H. P. Lovecraft’s work enjoyed a cult following for many decades, only really entering the mainstream of popular culture in the early 1980s with the advent of role-playing games based on the unique and complex continuity of his stories.
In this volume alone, we have the character of Nyarlathotep, from the 1920 story of the same name, who reappears throughout Lovecraft’s work, in both his Dream-Quest stories and Cthulhu Mythos, as well as in the works of authors Robert Bloch and Stephen King. The main character from ‘The Terrible Old Man’ returns in somewhat less terrible form in ‘The Strange High House in the Mist’. But more significantly, ‘The Terrible Old Man’ marks Lovecraft’s first use of the fictional location Kingsport, modelled on Marblehead, Massachusetts.
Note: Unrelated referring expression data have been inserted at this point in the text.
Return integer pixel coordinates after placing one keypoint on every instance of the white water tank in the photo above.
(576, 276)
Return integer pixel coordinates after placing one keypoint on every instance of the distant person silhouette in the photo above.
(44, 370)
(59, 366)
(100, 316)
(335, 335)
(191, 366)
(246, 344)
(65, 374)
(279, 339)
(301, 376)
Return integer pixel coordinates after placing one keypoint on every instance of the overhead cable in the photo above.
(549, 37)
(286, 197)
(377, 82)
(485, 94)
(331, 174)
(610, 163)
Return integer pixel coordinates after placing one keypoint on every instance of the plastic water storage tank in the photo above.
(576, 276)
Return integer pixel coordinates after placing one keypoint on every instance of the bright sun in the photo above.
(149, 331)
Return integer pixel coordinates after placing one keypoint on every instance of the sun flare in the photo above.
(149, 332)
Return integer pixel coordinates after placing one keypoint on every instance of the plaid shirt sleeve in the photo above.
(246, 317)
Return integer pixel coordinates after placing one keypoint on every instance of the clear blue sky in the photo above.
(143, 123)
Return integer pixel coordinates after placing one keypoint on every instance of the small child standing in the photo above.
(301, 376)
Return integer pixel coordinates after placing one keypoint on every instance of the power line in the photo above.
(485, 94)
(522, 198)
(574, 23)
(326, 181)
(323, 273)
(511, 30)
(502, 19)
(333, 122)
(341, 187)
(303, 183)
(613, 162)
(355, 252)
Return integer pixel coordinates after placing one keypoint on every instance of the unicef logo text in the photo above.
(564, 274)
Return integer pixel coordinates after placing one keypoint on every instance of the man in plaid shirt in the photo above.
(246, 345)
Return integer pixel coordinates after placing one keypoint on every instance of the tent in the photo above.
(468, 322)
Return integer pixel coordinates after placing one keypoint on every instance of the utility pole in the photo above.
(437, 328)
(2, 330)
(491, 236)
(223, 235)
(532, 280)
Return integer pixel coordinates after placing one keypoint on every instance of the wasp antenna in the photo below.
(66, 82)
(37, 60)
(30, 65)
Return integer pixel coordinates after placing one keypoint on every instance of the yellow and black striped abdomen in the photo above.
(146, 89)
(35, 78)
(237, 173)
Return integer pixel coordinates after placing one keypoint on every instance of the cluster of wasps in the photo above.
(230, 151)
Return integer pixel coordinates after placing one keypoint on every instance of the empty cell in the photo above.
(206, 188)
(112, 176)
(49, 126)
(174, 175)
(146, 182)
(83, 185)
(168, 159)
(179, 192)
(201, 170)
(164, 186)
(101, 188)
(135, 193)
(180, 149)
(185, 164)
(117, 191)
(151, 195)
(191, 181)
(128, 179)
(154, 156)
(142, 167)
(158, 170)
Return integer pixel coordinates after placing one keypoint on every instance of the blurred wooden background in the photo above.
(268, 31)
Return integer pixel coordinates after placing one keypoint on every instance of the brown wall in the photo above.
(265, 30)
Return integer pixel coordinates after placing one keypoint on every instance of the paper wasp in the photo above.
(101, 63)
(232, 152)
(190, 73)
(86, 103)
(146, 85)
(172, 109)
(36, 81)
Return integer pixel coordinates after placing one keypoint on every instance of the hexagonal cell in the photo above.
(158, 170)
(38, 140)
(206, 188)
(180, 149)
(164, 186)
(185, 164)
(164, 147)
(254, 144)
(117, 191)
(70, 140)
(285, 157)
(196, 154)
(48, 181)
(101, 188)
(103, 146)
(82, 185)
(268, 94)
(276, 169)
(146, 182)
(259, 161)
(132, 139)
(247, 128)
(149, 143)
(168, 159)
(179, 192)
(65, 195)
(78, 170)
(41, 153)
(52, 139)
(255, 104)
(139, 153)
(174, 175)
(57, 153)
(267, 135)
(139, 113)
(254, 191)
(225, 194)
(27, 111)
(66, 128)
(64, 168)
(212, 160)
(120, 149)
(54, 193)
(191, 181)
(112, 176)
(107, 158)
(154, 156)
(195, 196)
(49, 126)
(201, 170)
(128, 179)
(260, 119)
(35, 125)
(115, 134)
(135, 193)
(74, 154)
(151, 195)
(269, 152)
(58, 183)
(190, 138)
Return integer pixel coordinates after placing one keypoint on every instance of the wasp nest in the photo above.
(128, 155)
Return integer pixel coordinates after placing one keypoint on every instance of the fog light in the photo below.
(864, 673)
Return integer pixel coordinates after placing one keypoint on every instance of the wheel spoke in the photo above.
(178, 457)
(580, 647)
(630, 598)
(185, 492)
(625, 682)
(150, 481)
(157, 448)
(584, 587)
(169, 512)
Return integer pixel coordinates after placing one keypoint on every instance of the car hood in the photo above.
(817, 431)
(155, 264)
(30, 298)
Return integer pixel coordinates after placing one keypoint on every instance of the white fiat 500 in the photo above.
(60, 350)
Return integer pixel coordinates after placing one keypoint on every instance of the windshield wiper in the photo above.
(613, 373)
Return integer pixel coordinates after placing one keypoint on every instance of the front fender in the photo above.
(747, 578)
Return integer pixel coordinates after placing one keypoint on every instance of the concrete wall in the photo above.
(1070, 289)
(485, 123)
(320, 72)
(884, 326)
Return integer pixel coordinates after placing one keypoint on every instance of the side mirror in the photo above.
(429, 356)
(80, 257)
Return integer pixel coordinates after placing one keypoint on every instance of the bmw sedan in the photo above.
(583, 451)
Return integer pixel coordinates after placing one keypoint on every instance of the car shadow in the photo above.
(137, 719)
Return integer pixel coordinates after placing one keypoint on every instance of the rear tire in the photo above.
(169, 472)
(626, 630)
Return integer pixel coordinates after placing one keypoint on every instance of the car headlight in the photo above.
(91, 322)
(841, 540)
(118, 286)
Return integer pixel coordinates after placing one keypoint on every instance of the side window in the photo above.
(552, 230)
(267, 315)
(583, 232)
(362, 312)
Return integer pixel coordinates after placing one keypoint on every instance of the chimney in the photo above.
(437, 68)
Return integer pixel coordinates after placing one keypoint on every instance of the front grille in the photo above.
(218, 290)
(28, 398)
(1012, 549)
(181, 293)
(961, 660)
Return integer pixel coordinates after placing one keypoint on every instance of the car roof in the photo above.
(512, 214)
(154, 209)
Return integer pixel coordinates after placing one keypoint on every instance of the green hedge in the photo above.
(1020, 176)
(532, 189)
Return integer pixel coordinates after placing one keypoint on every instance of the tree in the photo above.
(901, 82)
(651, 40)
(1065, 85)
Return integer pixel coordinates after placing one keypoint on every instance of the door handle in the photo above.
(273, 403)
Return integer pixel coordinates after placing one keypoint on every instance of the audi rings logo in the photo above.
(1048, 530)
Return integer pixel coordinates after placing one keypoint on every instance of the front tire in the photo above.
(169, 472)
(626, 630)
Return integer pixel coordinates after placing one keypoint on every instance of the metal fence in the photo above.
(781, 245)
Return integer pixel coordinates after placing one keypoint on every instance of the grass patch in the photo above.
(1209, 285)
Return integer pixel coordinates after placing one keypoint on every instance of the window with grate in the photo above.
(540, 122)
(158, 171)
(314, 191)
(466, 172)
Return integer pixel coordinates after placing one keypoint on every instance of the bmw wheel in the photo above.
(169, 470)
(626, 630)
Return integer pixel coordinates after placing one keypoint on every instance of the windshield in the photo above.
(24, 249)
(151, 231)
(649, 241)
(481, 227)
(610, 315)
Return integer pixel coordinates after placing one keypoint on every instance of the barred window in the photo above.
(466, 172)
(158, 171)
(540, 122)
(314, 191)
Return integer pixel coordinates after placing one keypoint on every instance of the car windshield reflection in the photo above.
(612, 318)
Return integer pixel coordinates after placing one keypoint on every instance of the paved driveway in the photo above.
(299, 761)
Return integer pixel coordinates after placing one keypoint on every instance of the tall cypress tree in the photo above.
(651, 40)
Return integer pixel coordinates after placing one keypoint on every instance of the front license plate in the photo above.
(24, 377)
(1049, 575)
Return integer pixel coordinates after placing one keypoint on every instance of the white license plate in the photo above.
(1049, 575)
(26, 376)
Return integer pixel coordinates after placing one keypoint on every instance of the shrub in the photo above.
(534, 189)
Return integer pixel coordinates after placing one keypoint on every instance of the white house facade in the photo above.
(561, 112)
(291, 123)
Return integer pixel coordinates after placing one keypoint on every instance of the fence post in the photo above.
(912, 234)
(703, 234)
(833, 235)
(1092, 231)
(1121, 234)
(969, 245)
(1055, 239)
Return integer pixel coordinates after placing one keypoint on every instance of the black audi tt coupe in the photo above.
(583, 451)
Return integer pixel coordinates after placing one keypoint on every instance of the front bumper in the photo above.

Kingsport is revisited in many of his stories, including ‘The Festival’, and ‘The Silver Key’. A story with no overt supernatural elements, ‘The Picture in the House’ introduces the famous fictional town of Arkham, home to the equally fictitious Miskatonic University, which recurs throughout his work.
This interconnectedness of creations and concepts is perhaps Lovecraft’s greatest legacy. Some of his literary devices and affectations have fallen by the wayside: female characters are virtually non-existent in his universe, his dense prose is often made all the more impenetrable by his steadfast refusal to use dialogue (witness the lengthy conversation in 1908’s ‘The Alchemist’ that is reported second-hand), and his habit of insisting that climactic supernatural incidents are indescribable can often be frustrating. But his myriad interconnected creatures, characters, locations and institutions serve as a sort of shorthand for all authors who have attempted to pen tales of supernatural and cosmic horror in the years following Lovecraft’s death in 1937. The merest mention of (to select just a few from several hundred examples) Dagon, Shoggoth, Hastur the Unspeakable, Shub-Niggurath, Arkham, or the Elder Sign hints at the existence of a universe of terrors only faintly comprehended by mankind, but all originating in the extraordinary imagination of one man – Howard Phillips Lovecraft.